The researchers conducted their study on rats, having them follow diets high in fats and carbs while supplementing the food with one of the three types of caffeine. The rats ingested the caffeine equivalent of a human drinking four cups of coffee per day, while a control group received decaffeinated versions. At the end of the four weeks, the researchers saw a significant difference in the rats who were consuming the caffeine versus those who had been consuming the decaf variations. 

Though all caffeine types were associated with overall less body fat and less weight gain, the rats who consumed the mate tea, a drink common in Latin American countries with higher caffeine levels than traditional coffee, had the best health outcomes.
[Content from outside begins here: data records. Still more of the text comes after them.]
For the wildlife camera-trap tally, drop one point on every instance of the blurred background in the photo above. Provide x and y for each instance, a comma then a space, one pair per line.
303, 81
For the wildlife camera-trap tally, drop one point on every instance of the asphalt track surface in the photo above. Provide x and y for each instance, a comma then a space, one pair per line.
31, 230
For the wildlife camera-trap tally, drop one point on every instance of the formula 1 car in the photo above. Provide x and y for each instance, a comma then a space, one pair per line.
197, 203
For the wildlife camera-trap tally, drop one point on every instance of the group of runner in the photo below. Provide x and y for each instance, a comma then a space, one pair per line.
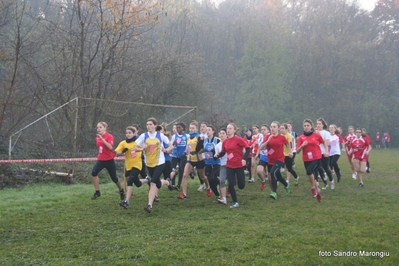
226, 157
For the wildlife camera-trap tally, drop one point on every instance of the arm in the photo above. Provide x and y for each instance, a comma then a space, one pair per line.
106, 143
200, 146
326, 148
246, 153
299, 149
288, 145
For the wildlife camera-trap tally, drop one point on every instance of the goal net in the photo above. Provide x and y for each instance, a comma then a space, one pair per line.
69, 131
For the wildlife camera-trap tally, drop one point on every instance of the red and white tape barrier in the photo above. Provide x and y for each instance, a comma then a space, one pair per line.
55, 160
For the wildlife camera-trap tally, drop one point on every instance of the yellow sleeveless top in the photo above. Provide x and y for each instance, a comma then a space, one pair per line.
191, 146
152, 152
132, 157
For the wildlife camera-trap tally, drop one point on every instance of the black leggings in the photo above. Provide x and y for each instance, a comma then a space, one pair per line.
155, 174
334, 164
167, 170
235, 176
311, 167
275, 173
182, 163
249, 167
134, 178
212, 172
325, 162
288, 163
109, 165
143, 172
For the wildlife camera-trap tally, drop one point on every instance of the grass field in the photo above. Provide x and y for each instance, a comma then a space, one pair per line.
56, 224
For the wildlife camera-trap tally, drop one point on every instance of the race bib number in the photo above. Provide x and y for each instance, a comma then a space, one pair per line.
152, 148
188, 149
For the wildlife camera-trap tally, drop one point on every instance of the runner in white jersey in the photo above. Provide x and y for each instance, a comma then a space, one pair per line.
202, 135
322, 127
222, 172
335, 150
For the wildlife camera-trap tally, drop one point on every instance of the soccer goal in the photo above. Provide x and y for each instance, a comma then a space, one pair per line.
69, 130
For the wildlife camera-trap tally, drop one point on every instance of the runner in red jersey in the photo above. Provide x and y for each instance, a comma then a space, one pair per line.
364, 134
248, 166
236, 159
377, 140
348, 139
255, 145
105, 159
360, 148
275, 153
310, 142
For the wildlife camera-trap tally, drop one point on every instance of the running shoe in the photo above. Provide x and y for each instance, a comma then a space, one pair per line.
96, 195
124, 204
319, 197
234, 205
182, 196
314, 192
262, 186
148, 208
222, 201
273, 195
122, 194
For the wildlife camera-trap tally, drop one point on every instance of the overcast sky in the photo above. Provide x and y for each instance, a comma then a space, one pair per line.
366, 4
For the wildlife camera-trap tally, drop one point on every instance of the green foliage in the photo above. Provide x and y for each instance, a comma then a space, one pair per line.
55, 224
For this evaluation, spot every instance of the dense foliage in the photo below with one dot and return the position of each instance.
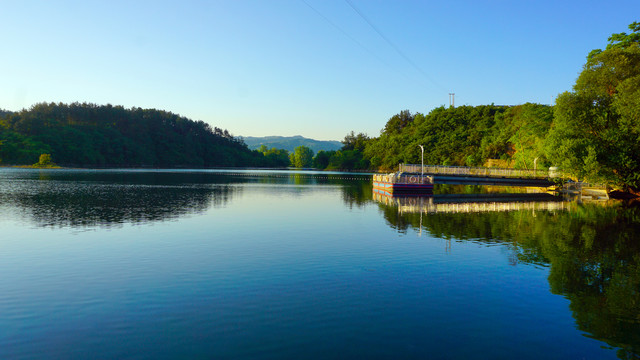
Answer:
(593, 132)
(465, 136)
(91, 135)
(596, 129)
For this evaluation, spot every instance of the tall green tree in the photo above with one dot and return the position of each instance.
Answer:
(596, 130)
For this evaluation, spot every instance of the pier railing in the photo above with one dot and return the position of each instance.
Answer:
(477, 171)
(403, 179)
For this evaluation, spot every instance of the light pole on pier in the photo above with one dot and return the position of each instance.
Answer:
(422, 166)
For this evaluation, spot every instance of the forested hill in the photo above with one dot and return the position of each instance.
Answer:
(289, 143)
(106, 136)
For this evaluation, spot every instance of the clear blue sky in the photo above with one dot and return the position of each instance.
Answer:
(317, 68)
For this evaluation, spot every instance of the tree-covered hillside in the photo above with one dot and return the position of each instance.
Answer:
(93, 135)
(290, 143)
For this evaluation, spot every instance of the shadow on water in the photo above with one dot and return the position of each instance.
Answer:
(592, 249)
(108, 198)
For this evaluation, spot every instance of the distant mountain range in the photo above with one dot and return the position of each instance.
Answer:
(290, 143)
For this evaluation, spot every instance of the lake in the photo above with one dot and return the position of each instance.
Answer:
(153, 264)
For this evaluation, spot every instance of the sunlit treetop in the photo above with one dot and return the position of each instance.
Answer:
(621, 40)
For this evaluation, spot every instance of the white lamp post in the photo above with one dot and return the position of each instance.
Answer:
(422, 166)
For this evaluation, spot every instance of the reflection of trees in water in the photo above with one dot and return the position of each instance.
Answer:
(108, 199)
(357, 193)
(593, 252)
(106, 205)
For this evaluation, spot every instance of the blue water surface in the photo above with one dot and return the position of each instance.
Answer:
(221, 265)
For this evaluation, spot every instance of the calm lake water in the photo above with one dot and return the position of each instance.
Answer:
(300, 265)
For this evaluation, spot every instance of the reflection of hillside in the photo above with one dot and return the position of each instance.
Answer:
(110, 199)
(592, 250)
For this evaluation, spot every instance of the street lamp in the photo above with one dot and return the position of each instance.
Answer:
(422, 166)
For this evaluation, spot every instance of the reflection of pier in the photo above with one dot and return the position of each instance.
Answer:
(467, 203)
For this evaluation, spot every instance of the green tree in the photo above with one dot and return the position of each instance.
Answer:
(595, 134)
(302, 157)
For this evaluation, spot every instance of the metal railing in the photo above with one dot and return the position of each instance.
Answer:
(476, 171)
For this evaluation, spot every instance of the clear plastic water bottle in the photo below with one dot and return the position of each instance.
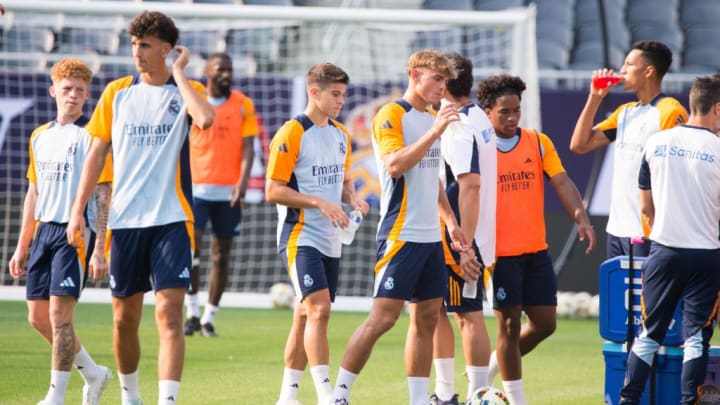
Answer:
(347, 234)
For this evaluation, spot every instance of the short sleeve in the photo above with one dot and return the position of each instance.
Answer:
(284, 151)
(552, 165)
(609, 125)
(100, 124)
(387, 128)
(250, 121)
(106, 173)
(459, 149)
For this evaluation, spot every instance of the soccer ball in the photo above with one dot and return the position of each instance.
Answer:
(282, 295)
(488, 396)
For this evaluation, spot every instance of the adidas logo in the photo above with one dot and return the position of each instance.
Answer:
(67, 283)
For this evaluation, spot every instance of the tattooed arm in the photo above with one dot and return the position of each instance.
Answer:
(98, 264)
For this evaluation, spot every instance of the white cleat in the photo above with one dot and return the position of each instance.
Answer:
(92, 392)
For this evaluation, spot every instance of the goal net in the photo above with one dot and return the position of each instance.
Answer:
(272, 49)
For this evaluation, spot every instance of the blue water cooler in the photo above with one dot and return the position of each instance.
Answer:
(619, 292)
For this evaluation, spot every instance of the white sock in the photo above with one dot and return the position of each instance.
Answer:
(321, 378)
(86, 366)
(58, 385)
(209, 314)
(167, 392)
(129, 385)
(344, 383)
(444, 378)
(191, 302)
(290, 384)
(514, 391)
(493, 369)
(477, 378)
(418, 388)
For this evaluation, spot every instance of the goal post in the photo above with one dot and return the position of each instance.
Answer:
(272, 49)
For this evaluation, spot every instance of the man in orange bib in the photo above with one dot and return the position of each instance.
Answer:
(220, 162)
(523, 277)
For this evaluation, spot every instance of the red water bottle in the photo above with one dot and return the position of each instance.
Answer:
(601, 83)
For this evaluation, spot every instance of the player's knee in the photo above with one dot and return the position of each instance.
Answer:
(510, 327)
(546, 328)
(40, 323)
(318, 312)
(381, 323)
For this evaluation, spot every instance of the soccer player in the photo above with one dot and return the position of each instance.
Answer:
(679, 187)
(629, 127)
(220, 161)
(55, 270)
(308, 178)
(523, 278)
(469, 151)
(411, 265)
(146, 117)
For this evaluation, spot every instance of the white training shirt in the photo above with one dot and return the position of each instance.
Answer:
(469, 146)
(682, 168)
(408, 203)
(57, 153)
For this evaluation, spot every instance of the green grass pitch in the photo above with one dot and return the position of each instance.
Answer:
(244, 365)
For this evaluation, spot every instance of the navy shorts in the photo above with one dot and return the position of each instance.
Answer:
(225, 220)
(410, 271)
(454, 301)
(311, 271)
(671, 274)
(54, 267)
(620, 246)
(524, 280)
(157, 257)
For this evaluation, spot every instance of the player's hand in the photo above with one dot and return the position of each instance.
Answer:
(181, 57)
(447, 114)
(586, 231)
(76, 230)
(237, 196)
(334, 213)
(98, 266)
(360, 204)
(471, 267)
(458, 241)
(604, 72)
(17, 263)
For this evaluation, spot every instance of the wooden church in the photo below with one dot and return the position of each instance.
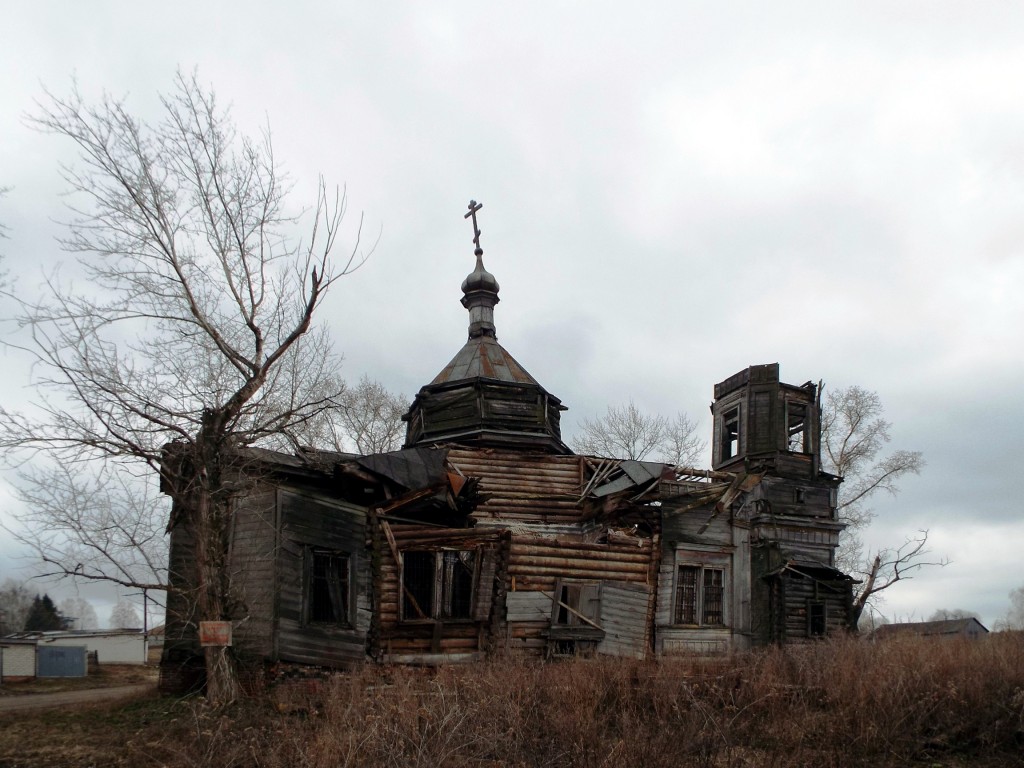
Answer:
(486, 535)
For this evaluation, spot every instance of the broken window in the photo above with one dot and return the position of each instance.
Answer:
(730, 433)
(796, 427)
(816, 620)
(437, 584)
(700, 595)
(328, 587)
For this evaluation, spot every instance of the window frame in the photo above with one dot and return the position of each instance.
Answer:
(701, 605)
(732, 415)
(817, 619)
(444, 587)
(802, 428)
(345, 590)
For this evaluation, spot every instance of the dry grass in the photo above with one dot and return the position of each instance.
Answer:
(839, 704)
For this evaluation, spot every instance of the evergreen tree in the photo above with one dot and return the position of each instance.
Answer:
(43, 615)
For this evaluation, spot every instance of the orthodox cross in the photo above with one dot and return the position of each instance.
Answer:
(473, 208)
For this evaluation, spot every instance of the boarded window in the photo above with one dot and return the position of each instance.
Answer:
(796, 426)
(328, 587)
(730, 433)
(579, 604)
(438, 584)
(700, 595)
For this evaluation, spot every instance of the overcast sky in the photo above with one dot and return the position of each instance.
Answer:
(672, 192)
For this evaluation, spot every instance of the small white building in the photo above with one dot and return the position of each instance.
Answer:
(17, 659)
(110, 646)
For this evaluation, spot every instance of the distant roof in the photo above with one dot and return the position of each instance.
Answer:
(969, 626)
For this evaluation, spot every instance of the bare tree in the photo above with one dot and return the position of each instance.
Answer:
(369, 419)
(124, 616)
(94, 521)
(15, 602)
(1014, 620)
(853, 440)
(627, 432)
(889, 566)
(854, 436)
(79, 613)
(192, 335)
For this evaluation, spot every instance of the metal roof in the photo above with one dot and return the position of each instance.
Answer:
(483, 357)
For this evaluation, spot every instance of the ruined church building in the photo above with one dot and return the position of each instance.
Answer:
(486, 535)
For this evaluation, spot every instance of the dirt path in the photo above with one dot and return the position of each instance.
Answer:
(66, 698)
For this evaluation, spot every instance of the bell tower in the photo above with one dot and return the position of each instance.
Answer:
(762, 423)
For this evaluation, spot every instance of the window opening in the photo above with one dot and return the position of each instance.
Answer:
(329, 588)
(796, 426)
(438, 585)
(816, 620)
(730, 433)
(418, 585)
(700, 595)
(457, 585)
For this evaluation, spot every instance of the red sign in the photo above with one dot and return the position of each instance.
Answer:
(214, 633)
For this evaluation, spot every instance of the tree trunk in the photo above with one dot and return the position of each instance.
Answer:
(861, 600)
(211, 517)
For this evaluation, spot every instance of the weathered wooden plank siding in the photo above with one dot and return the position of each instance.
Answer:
(524, 486)
(252, 558)
(400, 636)
(624, 615)
(310, 520)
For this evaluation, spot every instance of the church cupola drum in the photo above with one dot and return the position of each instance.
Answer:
(483, 396)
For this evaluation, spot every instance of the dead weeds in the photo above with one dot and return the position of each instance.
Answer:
(844, 704)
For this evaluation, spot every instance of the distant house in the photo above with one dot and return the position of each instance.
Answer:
(948, 628)
(110, 646)
(17, 659)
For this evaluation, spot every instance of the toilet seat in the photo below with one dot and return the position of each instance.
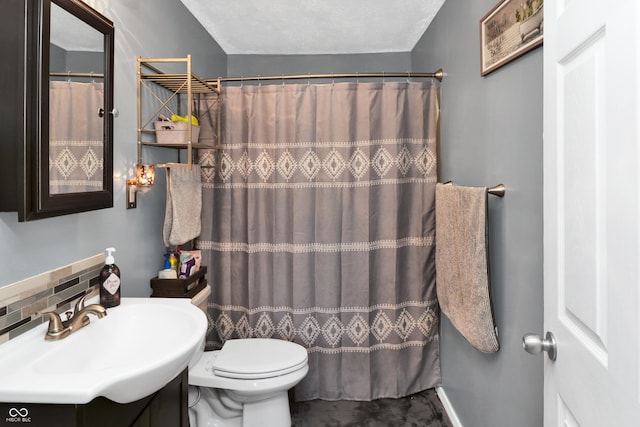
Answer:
(258, 358)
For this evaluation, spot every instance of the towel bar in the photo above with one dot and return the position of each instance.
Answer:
(496, 190)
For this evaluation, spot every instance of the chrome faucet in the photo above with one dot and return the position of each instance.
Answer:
(79, 318)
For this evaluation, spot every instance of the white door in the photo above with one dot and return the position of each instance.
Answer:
(591, 212)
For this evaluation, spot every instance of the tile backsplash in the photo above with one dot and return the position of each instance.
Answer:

The researchers found that the mate tea was associated with over 20 percent less body fat and 16 percent less weight gain.

Anti-obesity agent

The researchers say that caffeine was able to work in this way because it limits the number of fat-storing cells, and therefore decreases overall body fat percentage. 

Though this study was conducted on rats, the researchers hope that these findings serve as inspiration for humans, as caffeine plays an interesting role in the way the body stores and produces fat.  

“Considering the findings, mate tea and caffeine can be considered anti-obesity agents,” said researcher Elvira Gonzalez de Mejia. “The results of this research could be scaled to humans to understand to understand the roles of mate tea and caffeine as potential strategies to prevent overweight and obesity, as well as the subsequent metabolic disorders associated with these conditions.”